The Sugar-Coating

Life hurts. Or at least it does sometimes. If we’re honest, it hurts more often than most of us hear in church.

Following Jesus is hard work. It is, in some sense, a way of pain.

If you’re feeling that right now, the incomparable cuts of choosing to give up your rights again and again, the painful stabs of making choices that are Godly but make your life infinitely harder than if you had chosen otherwise—if you’re feeling that then you need to know that you aren’t an aberration. You aren’t crazy. You aren’t the bargain bin Christian that somehow snuck in. You aren’t doing less well than everyone else. This is the way. Abandon all self-reliance ye who enter here.

To be a Christian is to share in Christ’s suffering and to count it a privilege.

Which could sound awfully maudlin if we gave in to self-pity. Self-pity is about the least attractive character trait humans can develop and tends to find its source in comparison. Experiencing pain is normal, telling yourself that your pain is worse, or engaging in the ultimate pitying act: deciding that God doesn’t love you because of your pain—is deciding that because your leg hurts, you’ll stab yourself in the eye.

Comparing pain has always felt like an impossible thing to do, until I realised that psychologists actually come up with tools to allow that to done diagnostically. Which means that I’d be happy to bet that my scars are bigger than yours—assuming you also live in the post-industrialised ‘west’. I’d lose plenty of those bets, but on balance I reckon I’d come out ahead.

Which I tell you to suggest that I have some authority to say that self-pity doesn’t get you anywhere. Trust me, I’ve tried it. Even on those occasions when people who really ought to know better don’t recognise the sheer weight of the scars you bear, and you feel like you must delve into the pools of pity to shake them out of their repose—it still isn’t worth it.

Having received what seemed like the worst news I’d had in my life, I remember sobbing myself to sleep the next night. I tried to pray. All I could get out was “come quickly Lord Jesus” through choked sobs. I wanted to pray for what was going on, but the currency I needed was hope and I was flat broke. All I could do was ask Jesus to come back, wrap it all up and finally end the pain.

Which he hasn’t done yet. But he will. This is its own sort of hope, the deepest kind. Hope that tears out of your breast in anguish, that can’t see a resolution, that knows that this world is wrong and dying. Hope that knows resolution will come, that pain will end and that one glorious day everything sad will come untrue.

It sounds like wishful thinking, but anything else will force you to give in to despair. This is the promise that one day the sun will come out. Maybe it will be tomorrow, or the next day. Dream of feeling warmth on your face. When I’m at my lowest, this gives me the strength to get up again, and keep on walking.

Despair is deadly. It wallows like a pig in muck, delighting in how filthy it can find itself. When your hope is gone, when you’re broke and broken, it feels like the only option. After all, where else can you go? What else can you do? There’s nothing for it but to stop fighting, face the brutish unfeeling face of reality and give up.


Dear friend, don’t.

And I write this to my own soul as much as yours—but don’t. Don’t back down. Don’t give up. Be the kind of hero who chooses to get up again, despite being kicked in the dirt—real heroes aren’t heroes because they win but because they get back up.

How on earth can we do it? I don’t have the strength of character to just get back up. How can I do it? With hope, and the power of the Spirit, by looking forwards.

There comes a point in the Christian life when you brush the sugar-coating off your Bible.
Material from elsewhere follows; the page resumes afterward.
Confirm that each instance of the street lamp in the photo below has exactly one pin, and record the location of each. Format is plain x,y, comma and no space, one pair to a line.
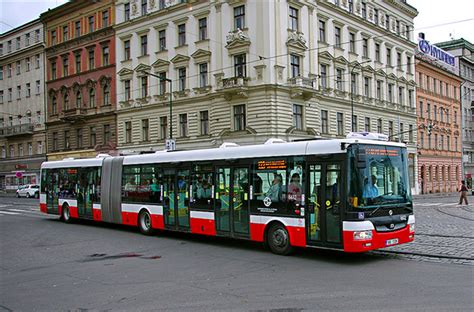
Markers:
170,144
352,92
I pray it comes early, it makes things easier. That moment or series of moments when you realise that the faith is not supposed to make your life easier or more comfortable, and that the Bible never promised it would. We have chosen to follow the dying and rising God in his end times death cult—he promises that we will walk through death into the bright sunshine of a new day. But we do have to take up our crosses to follow him (Matthew 16).

It turns out following Jesus isn’t a cakewalk. He bids us to come and die. It’s an adventure, but the kind with bears.

Here’s the thing, I’m still more loved than I can know, receive endless grace for my mistakes and experience mercy entirely undeserved. The rough and tumble nature of scrabbling along the path after Jesus hasn’t dimmed the light of grace and mercy, instead they’re all I have left.

We learn the shape of hope on the journey. We are simply asked to follow. Sometimes he leads us through valleys of deep darkness—but his rod and staff will comfort us when he does.